悪役令嬢になったウチのお嬢様がヤクザ令嬢だった件。【ラノベ感想】
アマゾンのあらすじより
ケジメを付けろ!? 型破り悪役令嬢の破滅フラグ粉砕ストーリー、開幕!「聞こえませんでした? 指を落とせと言ったんです」その日、『悪役令嬢』のキリハレーネは婚約者の王子に断罪されるはずだった。しかし、意外な返答で事態は予測不可能な方向へ。少女の身体にはヤクザの女組長である霧羽が転生してしまっていたのだった。お約束には従わず、曲がったことを許さない。ヤクザ令嬢キリハが破滅フラグを粉砕する爽快ストーリー、ここに開幕!
感想
タイトルの悪役令嬢と冒頭の婚約破棄シーンはぶん投げられて、まさかな高倉健さんの唐獅子牡丹ばりの任侠ストーリーでした。面白いです。面白いんですけど悪役令嬢を期待していると、肩すかしを食らうんじゃないかと思います。
主人公のキリハはヤクザの女組長で、彼女が乙女ゲーの悪役令嬢に転生です。そして呼び寄せたのは表紙後ろにいる執事のジェラルドです。まぁ乙女ゲーの主人公候補は別にいてキリハは、巻き込まれ転生なんですよね。
ヤクザの女組長が主人公の時点でトリッキーなのに加え、乙女ゲームの主人公ユリアナはサークルクラッシャーな自己中ときます。姫プレイして人の物を奪うのが好き、悔しがる顔を見るのが好き、世の中は自分のため存在して自分のために誰かが犠牲になっても気にしないと正真正銘のクズです。義理と人情を重んじるキリハと対極の存在です。

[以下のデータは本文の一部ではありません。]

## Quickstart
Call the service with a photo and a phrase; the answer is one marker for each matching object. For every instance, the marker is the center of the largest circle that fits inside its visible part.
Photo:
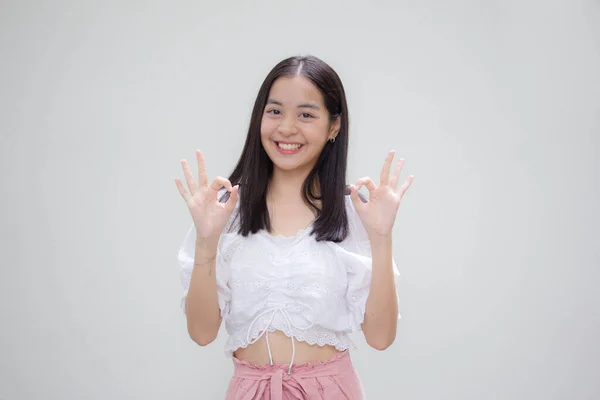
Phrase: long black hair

ユリアナが巻き起こした乙女ゲーのいざこざを、キリハが正面から踏み抜いてななめ上に解決していくコメディが面白いです。「乙女ゲームがどうしてこうなった…」の連続ですよ。イベントの数々が笑えます。個人的にはメガネ委員長キャラことリッタニアの変わりっぷりが、「どうしてこうなった…」で印象に強いです。
主人公とラスボス(ヒロイン)の描き分けがハッキリしていて、好対照なのが良いですね。そのおかげで正面からラスボス(ヒロイン)の策をぶちやぶって、強敵と和解する少年マンガみたいな楽しさを感じました。爽快感ストーリーです。
公爵令嬢なのに清水の次郎長ばりな仁義を切ったり、義兄弟の杯を交わすシーンがあったりするのが本作です。男性読者向けで爽快な任侠ものです。テンポが良いコメディ寄りの作品が、好きな方にオススメです。あ、話しの切りが良いので2巻目までの通し読み推奨です。